If the IDA suggests that Further Data Analysis is required, then this step seeks one of two conclusions:

  1. The sample evidence is consistent with there being no link between the response variable and the explanatory variable.
  2. The sample evidence is consistent with there being a link between the response variable and the explanatory variable.

As we have already seen in the previous sections, this process can be represented diagrammatically as:

The Data-Analysis Methodology seeks to find the answer to the following key question:

  • On the basis of the sample data, is there evidence of a connection/link/relationship between the response variable and the explanatory variable?

The final outcome is one of two conclusions:

  1. There is no evidence of a relationship, labelled as the ‘No’ outcome in the diagram above, in which case the analysis is finished.

  2. There is evidence of a relationship, labelled as the ‘Yes’ outcome in the diagram above, in which case the nature of the relationship needs to be described.

The first step is to have a clear idea of what is meant by a connection between a measured response variable and a measured explanatory variable. Imagine a population under study consisting of a very large number of population members, and on each population member two measurements are made, the value of \(Y\) the response variable and the value of \(X\) the explanatory variable. For the whole population a graph of \(Y\) against \(X\) could be plotted conceptually. If the graph looked as in the diagram below, then there is quite clearly a link between Y and X. If the value of \(X\) is known, the exact value of Y can be read off the graph. This is an unlikely scenario in the data-analysis context, because the relationship shown is a deterministic relationship. Deterministic means that if the value of \(X\) is known then the value of \(Y\) can be precisely determined from the relationship between \(Y\) and \(X\).


Scatter Plot

When analysing the relationship between the two measured variable we start off by creating a scatter plot. A scatter plot is a graph that shows one axis for the explanatory variable commonly known in the regression modelling as a predictor and labelled with \(X\), and one axis for the response variable, which is labelled with \(Y\) and commonly known as the outcome variable. Thus, each point on the graph represents a single \((X, Y)\) pair. The primary benefit is that the possible relationship between the two variables can be viewed and analysed with one glance and often the nature of a relationship can be determined quickly and easily.
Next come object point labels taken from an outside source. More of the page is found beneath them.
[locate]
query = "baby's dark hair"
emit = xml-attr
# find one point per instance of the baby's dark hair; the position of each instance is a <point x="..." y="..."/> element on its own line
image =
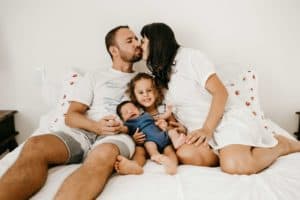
<point x="140" y="76"/>
<point x="119" y="107"/>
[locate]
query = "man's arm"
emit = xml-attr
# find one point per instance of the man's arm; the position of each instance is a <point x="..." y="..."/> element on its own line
<point x="76" y="118"/>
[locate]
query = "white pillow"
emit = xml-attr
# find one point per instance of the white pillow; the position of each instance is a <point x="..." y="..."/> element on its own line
<point x="70" y="81"/>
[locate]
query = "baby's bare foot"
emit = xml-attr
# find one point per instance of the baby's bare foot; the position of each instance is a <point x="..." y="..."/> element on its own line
<point x="180" y="140"/>
<point x="124" y="166"/>
<point x="169" y="165"/>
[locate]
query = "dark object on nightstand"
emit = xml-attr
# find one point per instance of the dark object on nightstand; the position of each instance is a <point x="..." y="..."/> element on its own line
<point x="298" y="133"/>
<point x="7" y="130"/>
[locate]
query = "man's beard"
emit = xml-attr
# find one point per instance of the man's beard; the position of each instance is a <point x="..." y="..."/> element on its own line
<point x="132" y="58"/>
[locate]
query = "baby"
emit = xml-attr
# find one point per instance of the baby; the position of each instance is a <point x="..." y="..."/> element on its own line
<point x="158" y="143"/>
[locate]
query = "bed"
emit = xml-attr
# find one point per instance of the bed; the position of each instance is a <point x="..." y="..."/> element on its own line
<point x="280" y="181"/>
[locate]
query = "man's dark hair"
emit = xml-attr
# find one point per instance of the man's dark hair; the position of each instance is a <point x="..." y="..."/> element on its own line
<point x="110" y="37"/>
<point x="162" y="51"/>
<point x="119" y="107"/>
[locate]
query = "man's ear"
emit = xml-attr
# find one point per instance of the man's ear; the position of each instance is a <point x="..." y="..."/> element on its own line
<point x="114" y="51"/>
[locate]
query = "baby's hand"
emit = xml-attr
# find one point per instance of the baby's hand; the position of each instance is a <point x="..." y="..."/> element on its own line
<point x="139" y="137"/>
<point x="162" y="124"/>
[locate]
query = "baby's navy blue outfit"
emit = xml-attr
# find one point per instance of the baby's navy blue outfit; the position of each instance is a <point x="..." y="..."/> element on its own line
<point x="146" y="124"/>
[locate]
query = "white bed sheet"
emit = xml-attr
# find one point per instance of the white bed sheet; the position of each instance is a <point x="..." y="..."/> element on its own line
<point x="281" y="181"/>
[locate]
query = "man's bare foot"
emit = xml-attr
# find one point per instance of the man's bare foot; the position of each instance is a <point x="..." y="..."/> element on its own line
<point x="124" y="166"/>
<point x="169" y="165"/>
<point x="288" y="145"/>
<point x="180" y="140"/>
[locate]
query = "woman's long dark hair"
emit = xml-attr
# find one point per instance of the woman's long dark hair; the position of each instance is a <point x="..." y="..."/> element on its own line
<point x="162" y="51"/>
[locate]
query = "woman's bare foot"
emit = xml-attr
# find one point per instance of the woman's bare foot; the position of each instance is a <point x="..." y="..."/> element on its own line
<point x="169" y="165"/>
<point x="124" y="166"/>
<point x="288" y="145"/>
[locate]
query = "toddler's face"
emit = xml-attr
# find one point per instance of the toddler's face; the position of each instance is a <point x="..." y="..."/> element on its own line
<point x="145" y="93"/>
<point x="129" y="111"/>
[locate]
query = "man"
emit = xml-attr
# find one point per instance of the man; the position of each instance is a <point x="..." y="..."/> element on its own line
<point x="92" y="134"/>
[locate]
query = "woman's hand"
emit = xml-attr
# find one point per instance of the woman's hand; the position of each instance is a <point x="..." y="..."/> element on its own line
<point x="139" y="137"/>
<point x="199" y="137"/>
<point x="179" y="127"/>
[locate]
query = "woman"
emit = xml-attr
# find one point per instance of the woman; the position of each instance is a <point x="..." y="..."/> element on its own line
<point x="199" y="98"/>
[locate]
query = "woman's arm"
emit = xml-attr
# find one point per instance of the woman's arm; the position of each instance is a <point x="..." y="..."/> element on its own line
<point x="219" y="97"/>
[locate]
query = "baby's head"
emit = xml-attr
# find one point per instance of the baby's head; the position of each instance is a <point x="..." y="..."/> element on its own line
<point x="127" y="110"/>
<point x="143" y="91"/>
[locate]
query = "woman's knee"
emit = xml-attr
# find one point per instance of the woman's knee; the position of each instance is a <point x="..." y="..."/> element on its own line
<point x="240" y="166"/>
<point x="190" y="155"/>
Let us consider a few scatter plots. The following graph represents a perfect linear relationship. All points lie exactly on a straight line. It is easy in this situation to determine the intercept and the slope, i.e. gradient and hence specify the exact mathematical link between the response variable \(Y\) and the explanatory variable \(X\).

-Graph 1

The relationship shown in Graph 2 shows clearly that as the value of \(X\) increases the value of \(Y\) indecreases, but not exactly on a straight line as in the previous scatter plot. This is showing a statistical link, as the value of the explanatory variable \(X\) increases the value of the response variable \(Y\) also tends to increase. An explanation for this is that the response \(Y\) may depend on a number of different variables, say \(X_1\), \(X_2\), \(X_3\), \(X_4\), \(X_5\), \(X_6\) etc. which could be written as:

\(Y = f(X_1, X_2, X_3, X_4, X_5, X_6, ...)\)

-Graph 2

If the nature of the link between \(Y\) and \(X\) is under investigation then this could be represented as:

\[Y = f(X) + \text{effect of all other variables}\]

{{% notice note %}} The effect of all other variables is commonly abbreviated to e. {{% /notice %}}

Graph 1 shows a link where the effect of all the other variables is nil. The response \(Y\) depends solely on the variable \(X\), Graph 2 shows a situation where \(Y\) depends on \(X\) but the other variables also have an influence.

Consider the model:

\[Y = f(X) + e\] Remember 😃, \(\text{e is the effect of all other variables}\)!

The influence on the response variable \(Y\) can be thought of as being made up of two components:

  1. the component of \(Y\) that is explained by changes in the value of \(X\), [the part due to changes in \(X\) through \(f(X)\)]
  2. the component of \(Y\) that is explained by changes in the other factors [the part not explained by changes in \(X\)]

Or in more abbreviated forms:

  1. the Variation in \(Y\) Explained by changes \(X\) or Explained Variation and
  2. the Variation in \(Y\) not explained by changes in \(X\) or the Unexplained Variation

The Total Variation in \(Y\) is made up of two components:

  1. Changes in \(Y\) Explained by changes in \(X\) and the
  2. Changes in \(Y\) not explained by changes in \(X\)

Which may be written as:

\[\text{The Total Variation in Y} = \text{Explained Variation} + \text{Unexplained Variation}\]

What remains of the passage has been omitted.